I am trying to create a generative LSTM network in Tensorflow. I have input vectors like this:
[[0 0 1 0 ... 1 0]
[0 0 1 0 ... 1 0]
...
[0 0 0 1 ... 0 1]]
Each vector in this matrix is be one time step, or in other words, each vector should be one input to LSTM. Outputs would be the same, except they would be shifted by one time step to right (I am trying to predict next output). Then I have list of these matrices, say five of them - that is one batch. And finally I have list of those batches, which essentially are my training data. So basically I have 4D tensor.
I have tried to do something like this, but obviously it doesn't work and I am not quite sure I understand how would I solve it:
def LSTM(x_, weights, biases):
cell = tf.contrib.rnn.BasicLSTMCell(RNN_HIDDEN)
# initial state
batch_size = tf.shape(x_)[1]
initial_state = cell.zero_state(batch_size, tf.float32)
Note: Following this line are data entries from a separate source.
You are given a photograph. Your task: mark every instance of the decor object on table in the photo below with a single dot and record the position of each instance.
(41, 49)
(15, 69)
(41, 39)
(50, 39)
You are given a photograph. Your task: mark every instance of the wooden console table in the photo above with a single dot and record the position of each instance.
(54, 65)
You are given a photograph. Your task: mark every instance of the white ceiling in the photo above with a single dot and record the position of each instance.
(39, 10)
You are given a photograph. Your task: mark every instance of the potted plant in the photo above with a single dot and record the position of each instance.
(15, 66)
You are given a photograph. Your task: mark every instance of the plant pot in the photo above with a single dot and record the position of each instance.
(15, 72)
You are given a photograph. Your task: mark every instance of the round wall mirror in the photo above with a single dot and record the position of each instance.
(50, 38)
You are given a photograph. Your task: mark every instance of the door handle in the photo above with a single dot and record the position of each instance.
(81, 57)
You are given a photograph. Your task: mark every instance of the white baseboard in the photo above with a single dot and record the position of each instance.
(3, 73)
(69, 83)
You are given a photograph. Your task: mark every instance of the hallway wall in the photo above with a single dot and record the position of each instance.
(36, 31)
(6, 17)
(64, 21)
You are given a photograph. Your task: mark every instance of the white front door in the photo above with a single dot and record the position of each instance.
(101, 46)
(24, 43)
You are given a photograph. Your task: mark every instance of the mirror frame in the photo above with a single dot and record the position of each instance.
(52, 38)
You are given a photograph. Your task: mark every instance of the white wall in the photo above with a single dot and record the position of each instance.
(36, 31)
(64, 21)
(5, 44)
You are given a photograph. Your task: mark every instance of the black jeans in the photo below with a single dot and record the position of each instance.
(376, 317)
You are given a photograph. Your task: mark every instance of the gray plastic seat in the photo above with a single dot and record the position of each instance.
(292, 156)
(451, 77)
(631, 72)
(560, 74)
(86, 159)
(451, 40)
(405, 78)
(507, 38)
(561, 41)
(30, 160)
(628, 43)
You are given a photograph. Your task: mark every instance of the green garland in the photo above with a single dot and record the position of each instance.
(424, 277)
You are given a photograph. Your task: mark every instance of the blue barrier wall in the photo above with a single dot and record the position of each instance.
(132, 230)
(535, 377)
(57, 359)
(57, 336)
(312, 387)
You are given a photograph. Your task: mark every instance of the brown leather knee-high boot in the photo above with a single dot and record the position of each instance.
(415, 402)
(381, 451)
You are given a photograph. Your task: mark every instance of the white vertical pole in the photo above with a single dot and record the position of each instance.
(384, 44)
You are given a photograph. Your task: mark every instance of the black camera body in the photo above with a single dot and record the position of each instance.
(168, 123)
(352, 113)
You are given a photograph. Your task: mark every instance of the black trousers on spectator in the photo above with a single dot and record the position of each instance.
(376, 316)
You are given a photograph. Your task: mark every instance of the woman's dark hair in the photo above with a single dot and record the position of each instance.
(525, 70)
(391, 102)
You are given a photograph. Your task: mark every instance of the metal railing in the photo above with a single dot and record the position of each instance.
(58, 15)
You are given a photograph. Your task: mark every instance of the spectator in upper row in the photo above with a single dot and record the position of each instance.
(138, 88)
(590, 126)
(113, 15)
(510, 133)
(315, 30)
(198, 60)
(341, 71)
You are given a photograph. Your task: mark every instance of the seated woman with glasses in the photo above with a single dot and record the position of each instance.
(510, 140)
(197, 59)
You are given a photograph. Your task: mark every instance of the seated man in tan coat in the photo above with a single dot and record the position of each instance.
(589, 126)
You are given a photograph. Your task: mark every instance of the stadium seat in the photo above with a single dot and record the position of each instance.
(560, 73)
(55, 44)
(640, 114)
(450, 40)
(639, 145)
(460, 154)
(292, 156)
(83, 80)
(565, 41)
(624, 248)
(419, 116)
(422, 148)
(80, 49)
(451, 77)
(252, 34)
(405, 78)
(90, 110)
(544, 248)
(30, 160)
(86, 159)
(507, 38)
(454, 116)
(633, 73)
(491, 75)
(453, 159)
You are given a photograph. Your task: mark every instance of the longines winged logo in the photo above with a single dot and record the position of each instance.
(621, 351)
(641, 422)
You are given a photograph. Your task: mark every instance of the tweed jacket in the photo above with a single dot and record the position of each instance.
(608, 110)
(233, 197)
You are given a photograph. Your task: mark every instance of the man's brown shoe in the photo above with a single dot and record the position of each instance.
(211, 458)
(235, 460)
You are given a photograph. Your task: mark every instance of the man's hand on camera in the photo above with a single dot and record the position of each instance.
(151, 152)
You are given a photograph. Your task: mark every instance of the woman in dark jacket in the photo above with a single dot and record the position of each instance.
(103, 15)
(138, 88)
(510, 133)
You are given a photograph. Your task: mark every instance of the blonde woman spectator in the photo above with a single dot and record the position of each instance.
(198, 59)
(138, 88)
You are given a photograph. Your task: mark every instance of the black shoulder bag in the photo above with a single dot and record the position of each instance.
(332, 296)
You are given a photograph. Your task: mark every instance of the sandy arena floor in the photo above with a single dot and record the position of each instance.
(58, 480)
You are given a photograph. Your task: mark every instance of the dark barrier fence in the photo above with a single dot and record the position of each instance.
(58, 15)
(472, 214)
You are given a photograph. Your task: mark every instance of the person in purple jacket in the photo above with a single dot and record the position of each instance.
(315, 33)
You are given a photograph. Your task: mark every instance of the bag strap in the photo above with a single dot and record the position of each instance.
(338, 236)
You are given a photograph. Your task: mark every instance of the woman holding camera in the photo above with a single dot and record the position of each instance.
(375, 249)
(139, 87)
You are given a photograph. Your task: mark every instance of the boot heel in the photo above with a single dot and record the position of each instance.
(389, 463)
rnn_outputs, rnn_states = tf.nn.dynamic_rnn(cell,
x_,
initial_state=initial_state,
time_major=False)
return tf.matmul(rnn_outputs[-1], weights['out']) + biases['out']
So, how should I represent data so that network would be able to process it?
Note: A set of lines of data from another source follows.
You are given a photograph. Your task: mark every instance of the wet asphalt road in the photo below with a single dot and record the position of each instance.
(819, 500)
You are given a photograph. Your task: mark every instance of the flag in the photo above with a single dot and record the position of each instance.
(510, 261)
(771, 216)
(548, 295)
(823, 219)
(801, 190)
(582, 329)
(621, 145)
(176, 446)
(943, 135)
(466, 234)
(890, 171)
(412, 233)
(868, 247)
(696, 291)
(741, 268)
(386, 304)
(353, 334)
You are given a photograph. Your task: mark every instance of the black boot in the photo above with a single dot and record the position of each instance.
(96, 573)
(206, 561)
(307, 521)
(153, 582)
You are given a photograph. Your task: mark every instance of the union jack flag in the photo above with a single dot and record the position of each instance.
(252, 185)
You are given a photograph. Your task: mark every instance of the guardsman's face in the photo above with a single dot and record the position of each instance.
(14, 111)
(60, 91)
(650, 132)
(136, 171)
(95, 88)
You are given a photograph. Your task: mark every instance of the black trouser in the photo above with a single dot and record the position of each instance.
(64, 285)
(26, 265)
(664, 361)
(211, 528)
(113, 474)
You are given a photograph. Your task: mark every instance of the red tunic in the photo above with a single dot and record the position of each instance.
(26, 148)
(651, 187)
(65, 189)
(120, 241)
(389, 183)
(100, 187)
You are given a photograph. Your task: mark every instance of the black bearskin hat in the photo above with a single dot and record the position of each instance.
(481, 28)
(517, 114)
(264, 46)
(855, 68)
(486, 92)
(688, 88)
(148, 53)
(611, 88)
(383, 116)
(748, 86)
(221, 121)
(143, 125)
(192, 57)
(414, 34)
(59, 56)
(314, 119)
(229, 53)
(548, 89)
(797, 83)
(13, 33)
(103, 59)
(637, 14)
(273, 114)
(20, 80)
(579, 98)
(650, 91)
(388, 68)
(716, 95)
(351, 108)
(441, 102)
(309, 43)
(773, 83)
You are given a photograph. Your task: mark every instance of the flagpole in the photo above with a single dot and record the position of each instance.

Also, I am not quite sure how to define loss in this case. My vectors are 88-dimensional, where each index represents one tone. '1' means tone is played, '0' - tone is off. Also, when specific tone is played, and then played again, I mark that with '2' (vectors truncated for brevity):
[0 0 1 0]
[0 0 1 0]
[0 0 2 0]
[0 0 2 0]
If here would be only ones, I would not be able to distinguish if it is one long tone, or two (or three, or four) shorter ones. This way I alternate between 1s and 2s and each alternation means a tone is pressed again.
Do I need to manually calculate cross entropy here?